I understand society has changed, that the rest of this Judeo-Christian nation that most of us grew up in isn’t very Judeo-Christian anymore. I get that the world is blowing up around us, and that ISIS is on the move, and it makes us all scared and immobilized and xenophobic, just like Satan wants. It seems we’re more geared toward ungratefulness than ever before.
Which is why Thanksgiving is so awesome. Thanksgiving is a great opportunity to cultivate gratefulness in our own hearts. First, it’s an opportunity to remember that gratefulness is not primarily a feeling, but a discipline. Gratefulness is a spiritual discipline, a means of grace, like Bible study, or prayer, or fasting. Making the decision to be grateful and to consciously see the opportunities in the life and mission you’ve been given is a spiritual practice. It is a gift of the Holy Spirit.
It’s not something that I experience when I have everything I want or need, but a choice to be glad and joyful for the things that God has given me. I’m convinced that the original sin wasn’t pride, like people say. It was discontent. Before Adam and Eve decided to be like the Most High, to be their own gods, they became discontent and ungrateful of the fact that God had already given them everything they needed.
The default, fleshly mode is always discontent, and I can always find something to complain about, something I don’t have. That’s easy, and dangerous. I have to pray every day that the Holy Spirit will quicken my heart toward the things I’ve been given.
When you really think about it, all of us are born into sin.

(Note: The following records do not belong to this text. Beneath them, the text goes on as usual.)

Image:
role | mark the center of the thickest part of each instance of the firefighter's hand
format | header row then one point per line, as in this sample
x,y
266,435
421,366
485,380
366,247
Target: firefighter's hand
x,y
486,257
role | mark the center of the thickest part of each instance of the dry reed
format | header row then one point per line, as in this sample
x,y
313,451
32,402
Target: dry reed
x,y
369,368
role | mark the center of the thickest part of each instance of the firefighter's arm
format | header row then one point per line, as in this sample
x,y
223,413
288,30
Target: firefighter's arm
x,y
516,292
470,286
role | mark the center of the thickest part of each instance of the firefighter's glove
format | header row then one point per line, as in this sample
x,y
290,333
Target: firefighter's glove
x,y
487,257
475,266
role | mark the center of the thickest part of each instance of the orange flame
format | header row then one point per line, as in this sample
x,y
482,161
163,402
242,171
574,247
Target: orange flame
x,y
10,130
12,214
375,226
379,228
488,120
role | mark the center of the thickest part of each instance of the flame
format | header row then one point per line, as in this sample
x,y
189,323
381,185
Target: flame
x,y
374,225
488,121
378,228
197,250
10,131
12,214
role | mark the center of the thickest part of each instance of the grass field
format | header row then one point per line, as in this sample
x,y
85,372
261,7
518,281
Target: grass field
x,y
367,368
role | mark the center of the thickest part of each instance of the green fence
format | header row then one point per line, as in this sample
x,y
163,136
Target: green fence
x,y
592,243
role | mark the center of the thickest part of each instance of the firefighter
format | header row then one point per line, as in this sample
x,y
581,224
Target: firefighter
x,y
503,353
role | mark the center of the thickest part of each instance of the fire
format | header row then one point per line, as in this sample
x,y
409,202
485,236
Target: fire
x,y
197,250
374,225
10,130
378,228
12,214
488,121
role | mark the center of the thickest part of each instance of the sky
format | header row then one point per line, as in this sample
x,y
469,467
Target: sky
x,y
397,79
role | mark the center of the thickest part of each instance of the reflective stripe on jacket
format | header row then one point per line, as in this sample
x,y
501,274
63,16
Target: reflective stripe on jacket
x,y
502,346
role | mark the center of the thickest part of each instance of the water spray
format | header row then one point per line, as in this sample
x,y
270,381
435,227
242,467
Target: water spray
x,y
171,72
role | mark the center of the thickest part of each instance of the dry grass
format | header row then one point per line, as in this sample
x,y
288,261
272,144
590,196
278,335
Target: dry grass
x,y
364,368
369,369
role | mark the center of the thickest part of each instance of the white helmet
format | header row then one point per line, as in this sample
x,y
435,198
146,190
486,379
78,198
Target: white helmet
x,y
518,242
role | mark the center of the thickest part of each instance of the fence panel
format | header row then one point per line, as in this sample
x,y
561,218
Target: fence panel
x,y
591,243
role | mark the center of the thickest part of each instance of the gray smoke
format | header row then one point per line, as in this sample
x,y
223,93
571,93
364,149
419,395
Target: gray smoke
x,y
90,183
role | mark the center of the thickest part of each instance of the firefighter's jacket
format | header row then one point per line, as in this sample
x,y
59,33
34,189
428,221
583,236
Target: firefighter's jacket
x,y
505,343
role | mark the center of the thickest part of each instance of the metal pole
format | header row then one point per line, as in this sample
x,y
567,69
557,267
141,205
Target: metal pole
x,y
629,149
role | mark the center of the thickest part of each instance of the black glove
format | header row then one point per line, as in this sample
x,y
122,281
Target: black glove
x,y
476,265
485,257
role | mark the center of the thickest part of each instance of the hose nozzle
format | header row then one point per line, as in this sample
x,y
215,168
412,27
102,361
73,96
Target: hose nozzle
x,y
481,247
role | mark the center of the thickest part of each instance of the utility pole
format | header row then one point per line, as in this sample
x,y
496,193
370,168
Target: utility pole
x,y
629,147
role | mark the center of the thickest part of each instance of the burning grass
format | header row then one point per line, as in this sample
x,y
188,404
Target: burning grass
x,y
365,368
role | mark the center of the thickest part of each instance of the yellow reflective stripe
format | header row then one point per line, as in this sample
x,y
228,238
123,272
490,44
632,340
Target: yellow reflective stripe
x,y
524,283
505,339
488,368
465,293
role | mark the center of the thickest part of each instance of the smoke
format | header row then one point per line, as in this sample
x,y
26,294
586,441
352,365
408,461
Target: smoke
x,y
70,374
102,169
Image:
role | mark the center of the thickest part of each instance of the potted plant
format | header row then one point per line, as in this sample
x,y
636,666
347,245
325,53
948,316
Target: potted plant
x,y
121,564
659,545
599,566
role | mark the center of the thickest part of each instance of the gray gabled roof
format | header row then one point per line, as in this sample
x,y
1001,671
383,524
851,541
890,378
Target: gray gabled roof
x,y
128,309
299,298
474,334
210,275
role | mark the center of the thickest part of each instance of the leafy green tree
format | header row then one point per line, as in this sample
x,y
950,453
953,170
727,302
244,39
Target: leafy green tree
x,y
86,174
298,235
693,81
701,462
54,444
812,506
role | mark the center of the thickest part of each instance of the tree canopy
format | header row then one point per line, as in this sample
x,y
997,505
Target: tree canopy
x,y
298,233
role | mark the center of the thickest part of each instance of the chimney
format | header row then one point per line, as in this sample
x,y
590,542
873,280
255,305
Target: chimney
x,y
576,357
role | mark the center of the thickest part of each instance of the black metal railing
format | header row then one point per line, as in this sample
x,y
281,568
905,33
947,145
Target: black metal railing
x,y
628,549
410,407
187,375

All of us are rebels against God. Like I tell my girls, if we all got exactly what we deserved, we would die immediately and spend eternity in Hell. Now, from that starting point, look at your life: What do you have? Everything that is not death and Hell is a beautiful, gracious, spectacular gift from a God who loves you so much that He thought you were worth dying for, and also showered you with all these other gifts. Kind of a perspective-changer, isn’t it?
We serve an awesome God, the great Jehovah, against whom none can stand. Cultivating gratefulness reminds us that God even uses the challenges of life to provide us tremendous opportunities, if we’ll look at them that way.
When my freshman, Ellen, was in second grade, we were coming back to Tyler on December 23rd from a ski trip. We got stuck overnight in Denver, due to a freak snowstorm. My older kids, their mom and I were sulking about being marooned overnight at the Denver airport hotel. Not Ellen. She was excited about the adventure of being stuck in a snowstorm. She was excited about the fact that the only restaurant around our hotel was Pizzeria Uno. She was excited the kids’ menu had “make your own pizza.” And, to top it all off, she got free cookies! “This is turning out quite nicely,” she concluded. As we stared at her unbridled enthusiasm, the rest of us sorry sad sacks couldn’t help but break into smiles and laughs. She changed the course of our evening, as she’s done for our family so many times.
When I grow up, I want to be Ellen. I love people who are generous, and grateful, and gracious, and whose lives are a blessing to other people, even through challenges way more intense than freak snowstorms. I’m praying that God will make me into one of those people, and that my kids will see it and become those people, too. Because gratefulness is the pathway to both joy and righteousness, and it starts with Thanksgiving.